Sparklers, 'inclusivity', compromise, compassion - signs of the end not the beginning of American culture.  The United States had just defeated an oppressive colonial regime, declared independence, and founded a country based on unequivocal principle - individualism within an ethos of polity; military strength to defend freedom; economic power to grow the new republic into the world's most productive. 

Many viewers heard Bill Maher's rant about our feminized society. Fewer have listened to Christina Hoff Sommers, author of Who Stole Feminism? and The War Against Boys, and a critic of modern feminism.



Progressives for years have worried about the war against women, how it has not been won, and how society must cleanse itself once and for all of the scourge of predatory men.  Men are retrograde, illiberal, and irremediable.

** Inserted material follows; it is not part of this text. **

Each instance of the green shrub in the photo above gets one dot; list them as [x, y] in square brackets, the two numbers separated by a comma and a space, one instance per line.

They are obsessed with guns, violence, and competition; and are social throwbacks.  Only women have evolved to a higher state of being; and are the only bulwark against male social anarchy.  Their caring, compassionate, collaborative, and participatory ethos has saved us all.

As paraphrased by Dana Antiochus, Maher believes that

The inversion of nature that we have experienced as a culture, and the subversive aspect of flipping traditional roles, with its subsequent destruction of society, serves as a signal that we live in a dying system.  It has led to a pussified, sissy, pathetic, lovey-dovey/touchy-feely country of wimps, who put emotion over logic, feeling over reason, in our nurture-heavy/nature-deprived, culture

That and more, thought Randy. His old M-80 was still intact, on his desk along with other memorabilia. He thought that this would be the year he would finally blow it off, created one hell of a crater in his back yard or better yet that of his next door neighbor, set her squirrel-proof bird feeders a-swinging and putting a crack in the birdfeeder; but he had too many sunken costs to gin up what it takes to send a message which, given the universal tenor of the neighborhood would only strengthen their resolve. 

So to the consternation of his daughter-in-law, Randy sat down with his grandson and told him about the good old days of Sturm und Drang; but that just made him feel old.